その背後では、もうあらかた片付けが終わっていた。酔いつぶれた連中がテーブルに突っ伏しているが、もうお開きといった様子だ。長く話し込んでしまっていたらしい。
だからこそ、彼女はこちらに来ることができたのだろう。
だがそれは、つまり、彼女はずっと俺たちがここにいることを知っていながら、自分のやるべき仕事を片付け続けていた、ということになる。
今さらながら、自分の至らなさぶりを痛感した。
俺だったら、見て見ぬふりを通せるだろうか。リトリィが、まんざらでもない様子で知人の男性に口説かれているのを。
「マイセルさん。あの、ペリシャ様とお父様が、あちらでお呼びです」
――ペリシャさん!?
あの、リトリィびいきのペリシャさんが、マイセルを呼びつける?
不安げに俺とリトリィを見比べるマイセルに、リトリィは微笑んだ。
「大丈夫ですよ。お口添え、しておきましたから。マイセルさん、あなたの決意を、しっかりお話すればいいんです。
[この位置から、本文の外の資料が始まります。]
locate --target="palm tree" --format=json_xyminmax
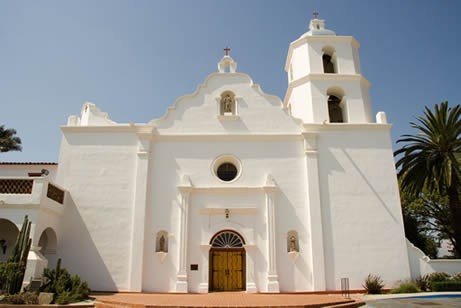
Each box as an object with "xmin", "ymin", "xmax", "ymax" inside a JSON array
[
  {"xmin": 0, "ymin": 125, "xmax": 22, "ymax": 152},
  {"xmin": 394, "ymin": 102, "xmax": 461, "ymax": 256}
]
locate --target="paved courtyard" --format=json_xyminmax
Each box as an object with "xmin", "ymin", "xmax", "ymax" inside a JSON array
[
  {"xmin": 360, "ymin": 292, "xmax": 461, "ymax": 308},
  {"xmin": 96, "ymin": 292, "xmax": 363, "ymax": 308}
]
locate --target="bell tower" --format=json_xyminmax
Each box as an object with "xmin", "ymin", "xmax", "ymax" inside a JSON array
[{"xmin": 284, "ymin": 12, "xmax": 373, "ymax": 123}]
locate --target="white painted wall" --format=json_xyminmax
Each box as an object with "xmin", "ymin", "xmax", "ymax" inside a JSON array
[
  {"xmin": 57, "ymin": 127, "xmax": 137, "ymax": 291},
  {"xmin": 0, "ymin": 163, "xmax": 58, "ymax": 182},
  {"xmin": 318, "ymin": 124, "xmax": 410, "ymax": 290}
]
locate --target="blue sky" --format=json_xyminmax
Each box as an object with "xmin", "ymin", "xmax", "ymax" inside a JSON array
[{"xmin": 0, "ymin": 0, "xmax": 461, "ymax": 161}]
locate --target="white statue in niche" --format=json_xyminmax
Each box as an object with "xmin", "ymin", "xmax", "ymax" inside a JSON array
[
  {"xmin": 155, "ymin": 232, "xmax": 168, "ymax": 252},
  {"xmin": 221, "ymin": 93, "xmax": 235, "ymax": 114},
  {"xmin": 289, "ymin": 235, "xmax": 298, "ymax": 252}
]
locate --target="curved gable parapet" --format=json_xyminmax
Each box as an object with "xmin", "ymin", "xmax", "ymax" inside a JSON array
[
  {"xmin": 148, "ymin": 73, "xmax": 300, "ymax": 134},
  {"xmin": 148, "ymin": 73, "xmax": 253, "ymax": 125}
]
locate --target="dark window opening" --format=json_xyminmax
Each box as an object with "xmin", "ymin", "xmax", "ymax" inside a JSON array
[
  {"xmin": 328, "ymin": 95, "xmax": 344, "ymax": 123},
  {"xmin": 216, "ymin": 163, "xmax": 237, "ymax": 182},
  {"xmin": 322, "ymin": 54, "xmax": 336, "ymax": 74}
]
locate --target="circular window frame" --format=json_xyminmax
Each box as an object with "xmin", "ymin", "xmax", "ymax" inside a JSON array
[{"xmin": 211, "ymin": 154, "xmax": 242, "ymax": 184}]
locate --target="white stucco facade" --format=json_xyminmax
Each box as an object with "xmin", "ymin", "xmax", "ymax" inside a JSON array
[{"xmin": 0, "ymin": 19, "xmax": 446, "ymax": 292}]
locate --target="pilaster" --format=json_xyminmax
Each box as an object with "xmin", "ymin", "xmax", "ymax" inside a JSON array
[
  {"xmin": 263, "ymin": 175, "xmax": 280, "ymax": 292},
  {"xmin": 129, "ymin": 133, "xmax": 150, "ymax": 292},
  {"xmin": 176, "ymin": 176, "xmax": 192, "ymax": 293},
  {"xmin": 303, "ymin": 133, "xmax": 326, "ymax": 290}
]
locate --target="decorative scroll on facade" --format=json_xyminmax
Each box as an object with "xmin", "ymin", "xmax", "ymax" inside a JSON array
[
  {"xmin": 0, "ymin": 179, "xmax": 34, "ymax": 194},
  {"xmin": 46, "ymin": 183, "xmax": 64, "ymax": 204}
]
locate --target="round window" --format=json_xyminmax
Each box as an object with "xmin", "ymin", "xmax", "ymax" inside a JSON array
[{"xmin": 216, "ymin": 163, "xmax": 238, "ymax": 182}]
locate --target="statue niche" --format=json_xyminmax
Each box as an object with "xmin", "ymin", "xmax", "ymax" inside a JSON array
[
  {"xmin": 155, "ymin": 231, "xmax": 168, "ymax": 252},
  {"xmin": 328, "ymin": 95, "xmax": 344, "ymax": 123},
  {"xmin": 287, "ymin": 231, "xmax": 299, "ymax": 253},
  {"xmin": 220, "ymin": 92, "xmax": 236, "ymax": 115}
]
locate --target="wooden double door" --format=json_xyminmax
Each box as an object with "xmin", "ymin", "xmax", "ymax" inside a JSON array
[{"xmin": 209, "ymin": 248, "xmax": 245, "ymax": 292}]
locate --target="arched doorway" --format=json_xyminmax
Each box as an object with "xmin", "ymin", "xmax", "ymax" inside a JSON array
[
  {"xmin": 0, "ymin": 218, "xmax": 19, "ymax": 262},
  {"xmin": 209, "ymin": 230, "xmax": 246, "ymax": 292},
  {"xmin": 38, "ymin": 228, "xmax": 57, "ymax": 268}
]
ペリシャ様は、それを確認したいだけだと思いますよ」
ぎゅっと、背中で縮こまるマイセルに向き直ると、ぽんぽんと、その頭を撫でる。
「大丈夫だ。リトリィがああ言っているなら、間違いない。今さっき俺に言ってみせたこと、しっかり伝えてきてごらん」
何なら、俺も保護者の一人としてついていこうか? そう笑って見せると、ぎこちないながらも、マイセルも笑顔を作る。
「……大丈夫です!」
そう言って一歩下がると、ぴょこんと礼をしてみせる。
「あ、あの――リトリィさん。その……これから、よろしくお願いします!」
「――私には、してくださったことがありません」
元気よく駆けていったマイセルを見ながら、リトリィがぽつりとつぶやいた。
「……え? なにを?」
よく見ると、リトリィの頬がふくらんでいる。
「わたしには、あんなふうに、頭を撫でてくださったことがありません」
「そ、そうか? そんなことないだろう? 昨夜だって――」
「あんな、その……。ぽんぽんって、するみたいな……あんな撫で方、してもらってません」
――え? そこ?
リトリィが拗ねてみせているその理由が意外過ぎて、目が点になる。
俺の中ではリトリィはそういうキャラじゃないというか、マイセルがその、小さい子の立ち位置にいるというか。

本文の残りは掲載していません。